USD/JPY – Sentiment, options and the psychology of intervention thresholds
Sentiment around USD/JPY has shifted from one-way bullish to more tactical and cautious. Options markets have repriced the tails: downside skew has firmed around the ¥152–¥153 area as traders look for protection against another intervention-driven air-pocket, while upside beyond ¥160 has become harder to price because historical experience says the BOJ is likely to reappear there.
The late-January pattern is still fresh. The market saw how quickly a move from above ¥158 to near ¥152.09 can unfold once official rate checks are confirmed. That memory makes participants more willing to take profit on longs near the old breakdown levels around ¥157.5–¥158 and more selective about adding fresh exposure at those heights. At the same time, the fact that the pair bounced aggressively from ¥152.09 shows that real money and macro funds still see dips into the low-150s as opportunities in a world where US-Japan rate differentials remain wide and Japan’s tightening cycle is shallow and slow.
USD/JPY – Macro-technical synthesis and directional stance: Hold, with a bias to fade strength
Putting the macro and the chart together, USD/JPY sits in a band where both upside and downside are constrained by identifiable catalysts. On the upside, reflationary Japanese fiscal policy, an active US data calendar and a still-wide yield gap support rallies toward ¥157.50 and potentially ¥159.45 if payrolls and CPI print on the strong side and US yields back up again. On the downside, intense intervention risk between roughly ¥159.5 and ¥160.2, combined with BoJ hike expectations and any upside surprise in Japanese wages, argue against chasing breakouts higher without a discount.

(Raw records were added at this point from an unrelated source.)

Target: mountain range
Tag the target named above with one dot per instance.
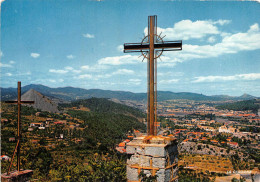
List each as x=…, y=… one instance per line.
x=71, y=93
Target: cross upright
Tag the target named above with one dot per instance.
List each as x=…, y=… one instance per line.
x=149, y=47
x=18, y=145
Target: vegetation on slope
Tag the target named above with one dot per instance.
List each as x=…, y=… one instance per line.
x=253, y=105
x=86, y=153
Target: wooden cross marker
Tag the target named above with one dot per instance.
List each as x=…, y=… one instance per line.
x=18, y=145
x=152, y=44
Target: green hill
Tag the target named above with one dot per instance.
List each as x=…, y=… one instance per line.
x=253, y=105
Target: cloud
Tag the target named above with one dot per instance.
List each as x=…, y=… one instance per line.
x=169, y=81
x=211, y=39
x=249, y=76
x=120, y=48
x=65, y=70
x=231, y=44
x=70, y=56
x=94, y=68
x=58, y=71
x=84, y=76
x=123, y=72
x=187, y=29
x=56, y=81
x=119, y=60
x=35, y=55
x=89, y=36
x=135, y=81
x=2, y=65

With price oscillating around the 20-day moving average near ¥156.36 and the last major low anchored at ¥152.09, the risk-reward profile favours a neutral core stance at this stage. The cleanest expression is a tactical “Hold” on USD/JPY at current levels: use strength into the ¥157.7–¥159.5 band to lighten exposure or hedge, and treat controlled dips toward ¥154–¥155 as places to reassess rather than assume a trend break until the ¥152 handle is seriously threatened. The pair remains biased to trade the range defined by intervention ceilings and BoJ-anchored floors rather than delivering a sustained, unchecked trend in either direction.